Annual Maintenance of Offshore Companies
What happens if I don't pay the annual IBC renewal fees?
Non-payment of annual renewal fees will make the offshore company lose its status of good standing. The IBC will also incur heavy late penalties and legal consequences.
Late payment of the Government duties in Seychelles will result in a 10% penalty fee if the payment is up to 90 days` late, and 50% late penalty fee, if the payment is over 90 days` late. After that time, the Registrar of Companies will proceed to strike-off the company from the Registry for non-payment of fees.

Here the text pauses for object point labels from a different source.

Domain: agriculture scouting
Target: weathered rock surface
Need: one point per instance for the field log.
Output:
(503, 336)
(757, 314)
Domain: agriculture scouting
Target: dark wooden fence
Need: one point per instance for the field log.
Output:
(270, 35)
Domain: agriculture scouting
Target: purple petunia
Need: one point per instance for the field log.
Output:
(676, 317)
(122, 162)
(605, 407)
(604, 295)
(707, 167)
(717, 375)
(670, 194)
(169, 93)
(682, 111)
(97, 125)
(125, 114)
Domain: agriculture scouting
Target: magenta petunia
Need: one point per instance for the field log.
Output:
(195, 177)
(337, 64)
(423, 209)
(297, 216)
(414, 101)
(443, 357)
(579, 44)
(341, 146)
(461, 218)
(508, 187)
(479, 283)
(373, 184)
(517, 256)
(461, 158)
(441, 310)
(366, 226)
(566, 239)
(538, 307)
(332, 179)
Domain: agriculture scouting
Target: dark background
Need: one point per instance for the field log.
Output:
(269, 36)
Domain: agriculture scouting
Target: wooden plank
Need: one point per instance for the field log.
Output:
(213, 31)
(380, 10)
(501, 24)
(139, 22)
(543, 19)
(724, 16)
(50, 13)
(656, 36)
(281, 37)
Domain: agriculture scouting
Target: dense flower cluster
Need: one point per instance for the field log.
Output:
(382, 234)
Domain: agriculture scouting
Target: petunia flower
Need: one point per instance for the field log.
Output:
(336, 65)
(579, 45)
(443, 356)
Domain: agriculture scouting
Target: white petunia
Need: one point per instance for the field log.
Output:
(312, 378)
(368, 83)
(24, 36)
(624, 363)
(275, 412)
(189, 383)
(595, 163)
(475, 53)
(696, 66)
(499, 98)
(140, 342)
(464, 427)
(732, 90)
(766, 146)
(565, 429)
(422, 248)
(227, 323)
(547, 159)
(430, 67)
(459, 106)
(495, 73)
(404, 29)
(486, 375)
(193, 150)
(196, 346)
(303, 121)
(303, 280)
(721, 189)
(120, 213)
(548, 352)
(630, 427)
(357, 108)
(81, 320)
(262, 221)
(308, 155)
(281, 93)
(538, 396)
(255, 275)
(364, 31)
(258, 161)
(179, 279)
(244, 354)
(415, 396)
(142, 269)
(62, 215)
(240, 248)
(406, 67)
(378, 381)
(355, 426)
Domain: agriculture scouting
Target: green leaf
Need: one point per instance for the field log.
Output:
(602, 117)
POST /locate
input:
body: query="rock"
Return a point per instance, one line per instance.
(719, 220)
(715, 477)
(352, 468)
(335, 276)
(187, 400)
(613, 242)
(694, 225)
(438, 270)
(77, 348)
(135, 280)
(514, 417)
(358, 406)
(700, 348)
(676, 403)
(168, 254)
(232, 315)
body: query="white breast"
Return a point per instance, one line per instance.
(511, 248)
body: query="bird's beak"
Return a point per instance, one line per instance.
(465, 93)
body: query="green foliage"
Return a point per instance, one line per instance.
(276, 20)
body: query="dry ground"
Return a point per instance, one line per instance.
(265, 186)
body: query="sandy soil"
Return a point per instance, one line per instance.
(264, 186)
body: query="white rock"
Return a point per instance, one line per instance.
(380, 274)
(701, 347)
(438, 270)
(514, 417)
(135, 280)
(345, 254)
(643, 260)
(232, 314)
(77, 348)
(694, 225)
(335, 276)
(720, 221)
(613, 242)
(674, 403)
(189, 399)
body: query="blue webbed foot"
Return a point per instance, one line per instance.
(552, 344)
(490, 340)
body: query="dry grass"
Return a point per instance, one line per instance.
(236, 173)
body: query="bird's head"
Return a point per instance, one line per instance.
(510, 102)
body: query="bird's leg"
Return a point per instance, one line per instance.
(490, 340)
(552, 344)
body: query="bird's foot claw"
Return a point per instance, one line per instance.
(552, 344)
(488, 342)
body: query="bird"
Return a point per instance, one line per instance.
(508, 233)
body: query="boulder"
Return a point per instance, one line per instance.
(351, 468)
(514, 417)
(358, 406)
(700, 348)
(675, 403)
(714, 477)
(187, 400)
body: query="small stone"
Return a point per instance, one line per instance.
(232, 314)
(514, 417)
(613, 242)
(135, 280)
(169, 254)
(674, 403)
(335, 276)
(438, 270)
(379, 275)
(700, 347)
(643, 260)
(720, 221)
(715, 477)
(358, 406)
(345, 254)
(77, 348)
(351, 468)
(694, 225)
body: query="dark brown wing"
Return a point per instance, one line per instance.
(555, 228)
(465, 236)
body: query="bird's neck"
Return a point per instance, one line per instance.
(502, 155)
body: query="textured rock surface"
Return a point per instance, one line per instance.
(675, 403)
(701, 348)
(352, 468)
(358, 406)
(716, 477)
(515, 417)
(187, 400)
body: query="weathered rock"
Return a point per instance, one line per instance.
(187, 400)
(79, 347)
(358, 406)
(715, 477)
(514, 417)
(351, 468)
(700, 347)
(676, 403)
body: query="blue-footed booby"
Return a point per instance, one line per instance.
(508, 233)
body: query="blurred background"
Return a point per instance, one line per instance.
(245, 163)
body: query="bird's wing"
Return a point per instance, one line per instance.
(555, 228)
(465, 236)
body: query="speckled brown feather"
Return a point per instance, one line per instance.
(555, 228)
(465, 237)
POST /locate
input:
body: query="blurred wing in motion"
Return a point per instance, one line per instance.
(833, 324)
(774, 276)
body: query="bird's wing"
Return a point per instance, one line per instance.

An IBC, which is struck-off the Registrar shall remain liable to any due and unpaid fees. Such company also remains liable to all its debts and obligations. Any creditor may legally raise a claim against a struck-off company for debts and pursue the collection of those debts through litigation. A struck-off company may not legally continue to trade or enter into any new transactions, and its directors, shareholders, managers and owners may not enter into any transactions with the assets of the Company. If they do, they are personally liable for any debts or legal consequences resulting from such transactions. If the struck-off company is operated by appointed third-party managers for and on behalf of a beneficial owner and under his instructions, the personal liability will also extend to the beneficial owner. Essentially, striking-off an International Business Company means that all its assets and funds are legally frozen until the IBC is restored in good standing - or until legally wound-up.
It is possible to restore a company after it has been struck-off the Registrar, but substantial government fees will apply for restoration. These reinstatement fees will be in addition to all past-due renewal fees and penalties thereof. In addition, hefty professional fees will also apply if a struck-off IBC has to be reinstated in good standing.